High Court confirms claim for unpaid subscriber shares may be time-barred after six years
Typically, when a company issues new shares, those shares would be fully paid for up front. However, there are occasions where companies might issue shares which aren’t paid for in full, or are only partly paid for – these days these tend to only be used in fairly niche scenarios and may not be suitable for all companies (for example, if you’re planning to raise investment or take on debt in future, investors and lenders would typically expect all shares to be “fully paid up”), so do take advice before thinking of using unpaid shares.
If they are used, then ultimately the shareholder in question would be expected to pay up the subscription price for those shares at some point in the future. But when? And importantly, can a company run out of time to ask for payment?
The High Court has held that a company’s claim for payment for shares subscribed for on incorporation was time barred where proceedings were issued more than six years after the payment obligation first arose. The decision underlines the importance of identifying when a shareholder’s liability to pay crystallises and acting promptly to enforce it, otherwise the company could lose the opportunity to enforce the obligation to pay.
Background of the case
In this case, the defendant had subscribed for shares on incorporation of the company in June 2011, but the subscription payment had not been made and so the shares were not “fully paid”.
In June 2015 the company started a formal process to call in the payment, by serving a “call notice” as provided for in its articles of association, followed by a notice of intended forfeiture in June 2016.
Payment was not received.

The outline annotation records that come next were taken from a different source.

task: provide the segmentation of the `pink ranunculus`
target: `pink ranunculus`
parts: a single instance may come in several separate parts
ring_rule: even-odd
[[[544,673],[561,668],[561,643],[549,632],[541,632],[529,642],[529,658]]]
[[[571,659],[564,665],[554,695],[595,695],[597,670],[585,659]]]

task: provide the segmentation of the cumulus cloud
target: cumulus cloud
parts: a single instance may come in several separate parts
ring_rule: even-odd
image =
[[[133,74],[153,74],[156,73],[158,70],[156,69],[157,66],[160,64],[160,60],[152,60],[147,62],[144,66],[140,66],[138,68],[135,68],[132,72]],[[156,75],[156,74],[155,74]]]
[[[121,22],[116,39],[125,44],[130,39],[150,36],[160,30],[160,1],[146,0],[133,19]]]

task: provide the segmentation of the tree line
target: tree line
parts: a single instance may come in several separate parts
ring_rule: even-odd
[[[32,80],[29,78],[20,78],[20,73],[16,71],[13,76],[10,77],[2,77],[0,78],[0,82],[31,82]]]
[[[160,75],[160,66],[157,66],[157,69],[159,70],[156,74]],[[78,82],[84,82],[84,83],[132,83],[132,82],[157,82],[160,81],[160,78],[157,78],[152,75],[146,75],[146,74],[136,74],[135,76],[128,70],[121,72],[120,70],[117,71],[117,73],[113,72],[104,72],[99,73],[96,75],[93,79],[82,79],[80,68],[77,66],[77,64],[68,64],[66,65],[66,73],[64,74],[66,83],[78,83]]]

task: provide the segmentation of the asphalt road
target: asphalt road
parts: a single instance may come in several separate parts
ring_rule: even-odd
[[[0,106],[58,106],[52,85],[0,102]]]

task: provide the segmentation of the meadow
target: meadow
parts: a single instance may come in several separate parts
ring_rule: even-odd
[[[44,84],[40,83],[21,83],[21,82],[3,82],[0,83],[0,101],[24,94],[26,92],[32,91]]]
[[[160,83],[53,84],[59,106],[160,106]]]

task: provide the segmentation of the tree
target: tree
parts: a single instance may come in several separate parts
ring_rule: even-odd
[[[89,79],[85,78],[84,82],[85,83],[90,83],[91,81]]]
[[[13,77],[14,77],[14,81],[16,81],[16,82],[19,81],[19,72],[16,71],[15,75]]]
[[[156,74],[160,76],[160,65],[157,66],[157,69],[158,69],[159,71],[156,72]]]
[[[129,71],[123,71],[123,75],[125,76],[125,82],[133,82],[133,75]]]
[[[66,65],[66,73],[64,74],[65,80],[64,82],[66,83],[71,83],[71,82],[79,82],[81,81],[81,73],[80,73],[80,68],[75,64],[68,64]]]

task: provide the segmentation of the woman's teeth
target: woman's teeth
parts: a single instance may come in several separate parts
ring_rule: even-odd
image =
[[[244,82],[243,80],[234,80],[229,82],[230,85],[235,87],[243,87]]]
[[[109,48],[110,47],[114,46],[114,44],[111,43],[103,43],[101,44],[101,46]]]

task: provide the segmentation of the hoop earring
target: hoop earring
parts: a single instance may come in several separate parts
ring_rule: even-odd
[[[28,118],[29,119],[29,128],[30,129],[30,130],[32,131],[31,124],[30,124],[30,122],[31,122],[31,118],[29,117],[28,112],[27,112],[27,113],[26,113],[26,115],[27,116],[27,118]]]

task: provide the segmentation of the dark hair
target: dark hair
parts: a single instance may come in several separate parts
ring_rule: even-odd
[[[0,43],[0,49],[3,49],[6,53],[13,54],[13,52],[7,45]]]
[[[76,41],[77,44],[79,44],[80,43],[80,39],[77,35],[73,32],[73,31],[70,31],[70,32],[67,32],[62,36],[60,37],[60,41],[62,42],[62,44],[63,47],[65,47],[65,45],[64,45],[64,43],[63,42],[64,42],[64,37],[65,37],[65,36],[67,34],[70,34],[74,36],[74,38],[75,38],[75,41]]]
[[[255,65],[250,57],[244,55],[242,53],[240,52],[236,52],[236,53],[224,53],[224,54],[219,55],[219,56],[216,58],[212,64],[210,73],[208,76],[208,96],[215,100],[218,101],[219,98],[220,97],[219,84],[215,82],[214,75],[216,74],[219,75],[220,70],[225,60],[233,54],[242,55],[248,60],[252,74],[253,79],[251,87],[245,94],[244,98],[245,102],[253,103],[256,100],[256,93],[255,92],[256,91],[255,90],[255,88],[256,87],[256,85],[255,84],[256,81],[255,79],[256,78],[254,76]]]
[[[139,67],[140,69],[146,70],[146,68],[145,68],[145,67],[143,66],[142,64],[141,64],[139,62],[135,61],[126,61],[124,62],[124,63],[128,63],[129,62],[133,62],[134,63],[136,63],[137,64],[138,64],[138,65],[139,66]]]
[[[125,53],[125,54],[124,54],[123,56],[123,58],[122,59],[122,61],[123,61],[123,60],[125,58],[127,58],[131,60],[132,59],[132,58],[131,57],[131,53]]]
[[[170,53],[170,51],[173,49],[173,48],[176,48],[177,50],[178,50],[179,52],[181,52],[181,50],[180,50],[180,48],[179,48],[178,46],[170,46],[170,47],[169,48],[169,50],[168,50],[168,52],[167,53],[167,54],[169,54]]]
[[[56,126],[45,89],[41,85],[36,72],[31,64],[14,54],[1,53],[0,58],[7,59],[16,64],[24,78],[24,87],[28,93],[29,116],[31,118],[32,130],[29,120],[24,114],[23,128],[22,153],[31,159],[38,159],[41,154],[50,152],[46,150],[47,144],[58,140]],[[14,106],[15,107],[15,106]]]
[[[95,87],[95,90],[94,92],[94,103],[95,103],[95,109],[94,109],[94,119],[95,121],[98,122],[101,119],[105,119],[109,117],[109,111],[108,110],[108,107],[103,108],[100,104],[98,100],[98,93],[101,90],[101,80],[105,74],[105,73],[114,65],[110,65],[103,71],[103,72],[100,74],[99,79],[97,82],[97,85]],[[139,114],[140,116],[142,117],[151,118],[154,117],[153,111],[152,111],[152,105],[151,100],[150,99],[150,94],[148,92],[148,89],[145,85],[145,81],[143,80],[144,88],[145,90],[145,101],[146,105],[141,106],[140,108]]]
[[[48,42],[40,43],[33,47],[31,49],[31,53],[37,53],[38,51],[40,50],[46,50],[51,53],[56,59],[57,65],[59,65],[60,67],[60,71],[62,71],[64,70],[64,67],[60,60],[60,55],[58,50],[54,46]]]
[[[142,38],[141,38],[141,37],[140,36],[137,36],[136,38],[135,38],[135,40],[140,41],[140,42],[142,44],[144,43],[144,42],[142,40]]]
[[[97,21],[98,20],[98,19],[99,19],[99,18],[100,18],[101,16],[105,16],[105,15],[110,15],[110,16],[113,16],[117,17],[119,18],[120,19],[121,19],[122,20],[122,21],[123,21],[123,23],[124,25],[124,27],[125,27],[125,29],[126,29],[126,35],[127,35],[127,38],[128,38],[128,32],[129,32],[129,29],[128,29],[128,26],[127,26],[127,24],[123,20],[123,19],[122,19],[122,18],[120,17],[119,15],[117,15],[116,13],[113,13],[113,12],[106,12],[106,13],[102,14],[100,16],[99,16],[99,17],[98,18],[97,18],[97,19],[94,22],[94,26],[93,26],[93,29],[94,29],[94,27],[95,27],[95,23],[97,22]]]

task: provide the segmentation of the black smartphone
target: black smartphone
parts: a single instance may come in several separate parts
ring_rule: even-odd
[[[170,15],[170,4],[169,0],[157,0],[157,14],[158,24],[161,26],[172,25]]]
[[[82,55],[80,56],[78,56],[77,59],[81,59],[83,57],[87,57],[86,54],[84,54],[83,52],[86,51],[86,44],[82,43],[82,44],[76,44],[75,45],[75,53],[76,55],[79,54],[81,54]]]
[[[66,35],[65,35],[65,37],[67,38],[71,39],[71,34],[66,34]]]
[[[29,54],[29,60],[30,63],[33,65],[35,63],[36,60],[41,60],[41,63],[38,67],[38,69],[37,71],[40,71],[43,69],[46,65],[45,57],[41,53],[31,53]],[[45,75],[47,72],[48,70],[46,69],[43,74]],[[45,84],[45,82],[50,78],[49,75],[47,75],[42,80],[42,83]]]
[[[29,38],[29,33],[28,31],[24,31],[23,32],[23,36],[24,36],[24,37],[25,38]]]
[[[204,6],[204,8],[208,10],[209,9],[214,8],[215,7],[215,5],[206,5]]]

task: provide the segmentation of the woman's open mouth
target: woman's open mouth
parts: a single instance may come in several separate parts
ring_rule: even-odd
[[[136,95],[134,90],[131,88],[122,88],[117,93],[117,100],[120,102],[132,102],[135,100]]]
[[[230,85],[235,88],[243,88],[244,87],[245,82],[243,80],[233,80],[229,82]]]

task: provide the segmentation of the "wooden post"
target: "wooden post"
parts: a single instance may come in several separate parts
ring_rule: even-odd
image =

The company therefore forfeited the shares (i.e. took them away from the shareholder) in June 2018 and then issued proceedings for payment the following October.
Decision
The court held that the claim was time-barred under section 5 of the Limitation Act 1980. More than six years had passed between the point at which the shareholder’s payment obligation arose and the commencement of proceedings.
Critically, the court found that the obligation to pay arose on incorporation in 2011 (when the shares were issued), not when the company later issued a call notice or forfeited the shares. The liability was treated as a contractual debt owed to the company. Standard contractual debts tend to be subject to a six year limitation period under UK law.
The court rejected the argument that payment only became due following a demand, and it also rejected the suggestion that the arrangement could be characterised as an implied loan. On the wording of the company’s articles of association, the call notice was merely a procedural step designed to support forfeiture of unpaid shares; it did not create the payment obligation or restart the limitation period.
The court also held that an article in the company’s articles of association which expressly referred to and preserved liability after forfeiture did not revive a claim that was already time-barred, nor did it create a new cause of action. It simply preserved liabilities that the company could still have enforced had the shares not been forfeited.
By the time forfeiture occurred, the six-year limitation period had already expired.
Why this matters
The judgment is a useful reminder that companies do not have forever to call in payment for shares.
Companies also cannot assume that internal enforcement steps, such as call notices, intended forfeiture notices or forfeiture itself, will postpone or refresh the limitation clock.
Where shares remain unpaid after they have been subscribed for, the key question is likely to be when the original contractual liability arose. If that date is the date the shares were issued, delay in enforcement may be fatal to recovery.
Key takeaway
For companies and advisers, the case highlights the need to review historic share subscriptions carefully and assess limitation risk at an early stage. A subscriber’s liability to pay for shares may arise immediately after the shares have been issued, and later enforcement mechanisms in the articles may not save a claim brought out of time.
The decision was Zavarco Plc v Nasir [2026] EWHC 338 (Ch) (23 February 2026).